Many hypotheses have been proposed to define the pathophysiology, including catecholamine-mediated cardiotoxicity, microvascular dysfunction, coronary vasospasm, oxidative stress, endothelial dysfunction, estrogen deficiency, and cardiac autonomic imbalance [5, 6]. Although catecholamine-mediated cardiotoxicity is one of the most widely proposed mechanisms, given that patients typically present with a preceding history of extreme psychological and/or physical distress, the mechanism of this toxicity is far from being fully elucidated [7]. This mechanism of catecholamine-mediated toxicity has shown to have conflicting results, as some cases report elevated catecholamine levels in takotsubo cardiomyopathy, whereas others show catecholamine levels to have been normal [8]. Due to this, it is unclear if individuals vulnerable to takotsubo cardiomyopathy have heightened catecholamine release in response to stress or have an increased sensitivity to catecholamines than the general population undergoing similar stressful conditions.

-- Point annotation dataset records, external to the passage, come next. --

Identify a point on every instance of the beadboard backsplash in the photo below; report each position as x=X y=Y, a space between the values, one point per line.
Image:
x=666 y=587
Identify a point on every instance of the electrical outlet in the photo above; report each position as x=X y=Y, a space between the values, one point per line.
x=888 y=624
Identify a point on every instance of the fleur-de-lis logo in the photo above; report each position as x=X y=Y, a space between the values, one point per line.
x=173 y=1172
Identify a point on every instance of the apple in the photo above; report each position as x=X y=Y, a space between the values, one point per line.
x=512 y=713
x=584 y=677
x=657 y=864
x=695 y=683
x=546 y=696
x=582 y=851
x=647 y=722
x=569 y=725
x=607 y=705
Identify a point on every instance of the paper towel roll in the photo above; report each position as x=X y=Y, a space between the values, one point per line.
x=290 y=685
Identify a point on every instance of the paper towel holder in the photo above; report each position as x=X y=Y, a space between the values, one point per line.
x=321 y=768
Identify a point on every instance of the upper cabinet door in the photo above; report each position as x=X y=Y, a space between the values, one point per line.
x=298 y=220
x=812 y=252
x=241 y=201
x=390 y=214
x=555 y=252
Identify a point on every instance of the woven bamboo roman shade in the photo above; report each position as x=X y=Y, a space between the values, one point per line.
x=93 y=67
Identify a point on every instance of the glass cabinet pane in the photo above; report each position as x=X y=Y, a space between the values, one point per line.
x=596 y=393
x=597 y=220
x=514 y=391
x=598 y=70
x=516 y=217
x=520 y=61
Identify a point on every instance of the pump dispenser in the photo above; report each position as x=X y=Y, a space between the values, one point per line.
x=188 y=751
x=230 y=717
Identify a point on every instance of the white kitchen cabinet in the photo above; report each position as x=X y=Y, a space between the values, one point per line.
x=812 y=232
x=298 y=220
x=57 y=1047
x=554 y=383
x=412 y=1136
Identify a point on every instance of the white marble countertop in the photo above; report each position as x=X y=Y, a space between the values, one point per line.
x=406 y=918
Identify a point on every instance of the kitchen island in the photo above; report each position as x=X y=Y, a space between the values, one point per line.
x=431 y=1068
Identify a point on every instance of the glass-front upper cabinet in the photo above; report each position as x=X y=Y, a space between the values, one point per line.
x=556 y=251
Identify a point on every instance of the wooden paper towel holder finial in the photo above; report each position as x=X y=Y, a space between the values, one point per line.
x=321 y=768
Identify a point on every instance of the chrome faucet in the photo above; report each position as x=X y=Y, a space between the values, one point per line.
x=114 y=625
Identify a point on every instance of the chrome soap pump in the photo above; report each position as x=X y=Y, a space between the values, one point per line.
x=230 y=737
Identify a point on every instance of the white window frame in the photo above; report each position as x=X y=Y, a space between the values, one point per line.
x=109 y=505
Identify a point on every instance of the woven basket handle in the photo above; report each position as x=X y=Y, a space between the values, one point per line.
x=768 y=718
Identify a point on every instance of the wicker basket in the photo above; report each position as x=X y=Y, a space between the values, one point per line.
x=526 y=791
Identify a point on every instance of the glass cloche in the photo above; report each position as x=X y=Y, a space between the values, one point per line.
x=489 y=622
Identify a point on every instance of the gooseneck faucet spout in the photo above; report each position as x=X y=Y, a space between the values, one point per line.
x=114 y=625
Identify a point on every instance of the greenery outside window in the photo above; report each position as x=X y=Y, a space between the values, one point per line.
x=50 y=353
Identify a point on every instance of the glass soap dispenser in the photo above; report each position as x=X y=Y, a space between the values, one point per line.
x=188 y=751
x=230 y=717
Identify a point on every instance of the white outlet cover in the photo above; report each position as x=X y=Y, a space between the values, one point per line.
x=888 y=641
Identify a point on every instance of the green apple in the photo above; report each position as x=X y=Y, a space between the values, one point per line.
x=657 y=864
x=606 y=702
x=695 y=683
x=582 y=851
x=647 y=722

Another possibility is consistent with the predominance of takotsubo in postmenopausal women which is that a decrease in estrogen decreases the enhanced transcription of cardioprotective factors such as heat shock protein and atrial natriuretic peptide, which, in turn, would make these individuals more susceptible to the toxic effects of catecholamines [7]. However, given the heterogeneous manifestations and triggering events of takotsubo cardiomyopathy, a single mechanistic explanation, such as catecholamine-mediated toxicity, may not adequately explain its pathogenesis.

In conclusion, this case demonstrates treadmill exercise stress testing-triggered variant of takotsubo cardiomyopathy involving the mid-left ventricle in a patient with no demonstrable obstructive CAD nor ruptured plaques. There are multiple cases which report exercise-triggered classic takotsubo cardiomyopathy with apical dyskinesis without a significant decrease in ejection fraction [911]. Due to this, our case is unique not just for the involvement of the mid-left ventricle but also that it involved a significant drop in LVEF.

Conflicts of Interest

The authors declare that they have no conflicts of interest.